To measure the change from pre-Chronocort baseline in terms of clinical chemistry safety laboratory assessments \[Safety and Tolerability\]. Blood urea nitrogen (BUN), Creatinine, Chloride, Total magnesium, Potassium, Sodium, Calcium, Total carbon dioxide (CO2), Inorganic phosphorus, AST/serum glutamic-oxaloacetic transaminase (SGOT), ALT/serum glutamic-pyruvic transaminase (SGPT), Alkaline phosphatase, Albumin, Total and direct bilirubin, Total protein, Lactate dehydrogenase (LDH), Total creatine kinase (CK), Uric acid.
Time frame: Up to 32 months
To measure the change from pre-Chronocort baseline in terms of vital signs assessments.
Blood pressure measurements throughout the study will be summarised and compared.

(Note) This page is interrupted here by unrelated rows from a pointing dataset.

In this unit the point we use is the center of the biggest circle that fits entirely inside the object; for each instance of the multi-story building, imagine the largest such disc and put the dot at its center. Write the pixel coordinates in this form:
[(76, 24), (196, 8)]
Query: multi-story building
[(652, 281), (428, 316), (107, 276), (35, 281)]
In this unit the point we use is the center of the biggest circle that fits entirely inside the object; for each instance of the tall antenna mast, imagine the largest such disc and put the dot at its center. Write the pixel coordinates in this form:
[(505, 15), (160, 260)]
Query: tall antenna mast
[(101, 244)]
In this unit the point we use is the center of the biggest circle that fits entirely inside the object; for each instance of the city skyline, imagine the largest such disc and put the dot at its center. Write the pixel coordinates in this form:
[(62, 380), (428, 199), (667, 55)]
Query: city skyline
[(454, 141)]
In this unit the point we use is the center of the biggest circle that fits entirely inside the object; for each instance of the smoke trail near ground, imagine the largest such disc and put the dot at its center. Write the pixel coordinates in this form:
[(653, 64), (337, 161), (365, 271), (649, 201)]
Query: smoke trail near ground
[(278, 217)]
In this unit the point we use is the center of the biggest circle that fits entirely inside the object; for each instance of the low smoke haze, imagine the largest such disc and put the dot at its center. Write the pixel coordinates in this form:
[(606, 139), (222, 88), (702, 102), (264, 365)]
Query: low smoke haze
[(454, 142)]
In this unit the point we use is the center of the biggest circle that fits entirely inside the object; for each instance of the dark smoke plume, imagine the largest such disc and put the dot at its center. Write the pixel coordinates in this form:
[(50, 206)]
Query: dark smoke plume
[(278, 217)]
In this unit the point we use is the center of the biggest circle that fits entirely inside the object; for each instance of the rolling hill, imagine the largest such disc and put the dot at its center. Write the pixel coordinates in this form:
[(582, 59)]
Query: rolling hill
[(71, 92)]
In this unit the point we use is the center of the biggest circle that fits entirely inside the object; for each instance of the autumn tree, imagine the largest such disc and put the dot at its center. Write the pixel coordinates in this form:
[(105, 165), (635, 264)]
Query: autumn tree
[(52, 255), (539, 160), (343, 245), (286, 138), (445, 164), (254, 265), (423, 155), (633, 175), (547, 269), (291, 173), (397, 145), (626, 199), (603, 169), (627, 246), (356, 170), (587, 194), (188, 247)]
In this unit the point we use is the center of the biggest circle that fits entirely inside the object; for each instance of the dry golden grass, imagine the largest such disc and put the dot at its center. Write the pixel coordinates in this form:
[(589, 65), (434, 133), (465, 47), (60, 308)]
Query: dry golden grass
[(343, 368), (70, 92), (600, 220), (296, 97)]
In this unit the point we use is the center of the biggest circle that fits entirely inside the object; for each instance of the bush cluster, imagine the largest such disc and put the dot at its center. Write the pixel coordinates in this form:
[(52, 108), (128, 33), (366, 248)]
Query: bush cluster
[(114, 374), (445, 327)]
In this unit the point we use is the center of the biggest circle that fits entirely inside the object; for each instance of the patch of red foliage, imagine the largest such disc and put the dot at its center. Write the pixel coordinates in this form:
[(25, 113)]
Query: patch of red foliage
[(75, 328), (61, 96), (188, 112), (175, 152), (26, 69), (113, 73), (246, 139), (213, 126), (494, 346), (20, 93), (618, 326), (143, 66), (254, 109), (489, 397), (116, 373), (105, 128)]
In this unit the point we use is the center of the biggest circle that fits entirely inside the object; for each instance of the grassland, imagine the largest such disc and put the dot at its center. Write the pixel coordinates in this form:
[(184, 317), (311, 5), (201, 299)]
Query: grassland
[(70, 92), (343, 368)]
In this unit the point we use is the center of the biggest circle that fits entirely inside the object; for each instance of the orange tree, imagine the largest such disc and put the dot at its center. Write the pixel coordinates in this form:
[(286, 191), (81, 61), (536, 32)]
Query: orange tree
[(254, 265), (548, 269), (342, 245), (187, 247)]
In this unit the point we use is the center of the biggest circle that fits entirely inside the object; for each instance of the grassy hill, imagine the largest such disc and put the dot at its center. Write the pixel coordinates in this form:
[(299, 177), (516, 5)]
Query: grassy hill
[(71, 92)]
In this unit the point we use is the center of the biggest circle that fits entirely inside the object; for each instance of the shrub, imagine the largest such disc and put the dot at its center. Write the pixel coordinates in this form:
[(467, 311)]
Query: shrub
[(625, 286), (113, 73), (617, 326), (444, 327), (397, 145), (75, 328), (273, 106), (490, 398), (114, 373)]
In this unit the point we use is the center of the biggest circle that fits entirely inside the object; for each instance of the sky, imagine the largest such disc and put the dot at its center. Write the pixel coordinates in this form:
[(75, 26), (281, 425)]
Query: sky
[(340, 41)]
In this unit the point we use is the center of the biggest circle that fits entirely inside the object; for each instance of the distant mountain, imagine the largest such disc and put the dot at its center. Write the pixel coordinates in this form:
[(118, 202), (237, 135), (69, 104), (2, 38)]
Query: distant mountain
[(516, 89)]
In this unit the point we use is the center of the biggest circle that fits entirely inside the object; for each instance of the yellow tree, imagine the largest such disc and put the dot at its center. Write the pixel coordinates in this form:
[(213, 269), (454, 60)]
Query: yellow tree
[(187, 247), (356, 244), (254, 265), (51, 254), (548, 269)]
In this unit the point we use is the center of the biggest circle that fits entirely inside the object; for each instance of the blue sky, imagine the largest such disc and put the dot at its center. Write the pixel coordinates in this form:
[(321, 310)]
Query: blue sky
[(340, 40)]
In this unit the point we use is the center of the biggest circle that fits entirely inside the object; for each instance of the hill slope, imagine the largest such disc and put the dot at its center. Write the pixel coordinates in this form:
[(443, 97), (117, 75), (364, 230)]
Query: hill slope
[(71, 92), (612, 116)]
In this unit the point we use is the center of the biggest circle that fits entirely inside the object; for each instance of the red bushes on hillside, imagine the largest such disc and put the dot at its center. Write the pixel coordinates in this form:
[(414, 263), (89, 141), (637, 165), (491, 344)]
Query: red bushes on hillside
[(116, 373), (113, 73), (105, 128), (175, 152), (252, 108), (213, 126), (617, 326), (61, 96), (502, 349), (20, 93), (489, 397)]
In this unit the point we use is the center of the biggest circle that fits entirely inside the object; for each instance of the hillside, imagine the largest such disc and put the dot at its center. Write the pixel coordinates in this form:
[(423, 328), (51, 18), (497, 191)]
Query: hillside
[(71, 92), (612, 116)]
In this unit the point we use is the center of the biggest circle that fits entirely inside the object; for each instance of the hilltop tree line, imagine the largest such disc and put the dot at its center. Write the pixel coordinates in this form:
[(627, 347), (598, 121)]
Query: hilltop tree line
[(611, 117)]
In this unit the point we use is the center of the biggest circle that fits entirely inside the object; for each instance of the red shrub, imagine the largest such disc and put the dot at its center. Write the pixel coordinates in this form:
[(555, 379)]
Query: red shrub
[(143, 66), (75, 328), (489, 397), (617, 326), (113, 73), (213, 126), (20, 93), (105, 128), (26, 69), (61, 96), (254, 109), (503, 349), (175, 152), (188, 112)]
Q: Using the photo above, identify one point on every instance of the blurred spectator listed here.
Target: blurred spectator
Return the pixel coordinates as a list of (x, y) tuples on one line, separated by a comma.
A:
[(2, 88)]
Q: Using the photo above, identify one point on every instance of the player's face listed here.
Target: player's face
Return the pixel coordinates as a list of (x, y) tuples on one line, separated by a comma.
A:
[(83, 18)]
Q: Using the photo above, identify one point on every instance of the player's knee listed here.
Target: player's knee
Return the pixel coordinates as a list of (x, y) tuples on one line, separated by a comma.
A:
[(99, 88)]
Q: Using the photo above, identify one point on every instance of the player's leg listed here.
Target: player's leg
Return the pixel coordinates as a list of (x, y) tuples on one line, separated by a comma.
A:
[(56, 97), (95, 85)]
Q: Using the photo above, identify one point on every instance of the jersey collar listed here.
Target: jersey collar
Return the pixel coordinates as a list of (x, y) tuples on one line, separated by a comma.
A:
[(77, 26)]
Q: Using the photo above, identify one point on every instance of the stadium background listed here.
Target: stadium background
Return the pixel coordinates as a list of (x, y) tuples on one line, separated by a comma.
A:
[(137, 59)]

Time frame: Up to 32 months
To assess the impact of treatment on dose of steroid required - Change from pre-Chronocort baseline
Change from pre-Chronocort baseline in total daily steroid dose in hydrocortisone equivalent dose at each visit.
Time frame: Up to 32 months
To assess the impact of treatment on 17-Hydroxyprogesterone (17-OHP) levels - Change from pre-Chronocort baseline
Change in 17-OHP levels from pre Chronocort baseline at each visit.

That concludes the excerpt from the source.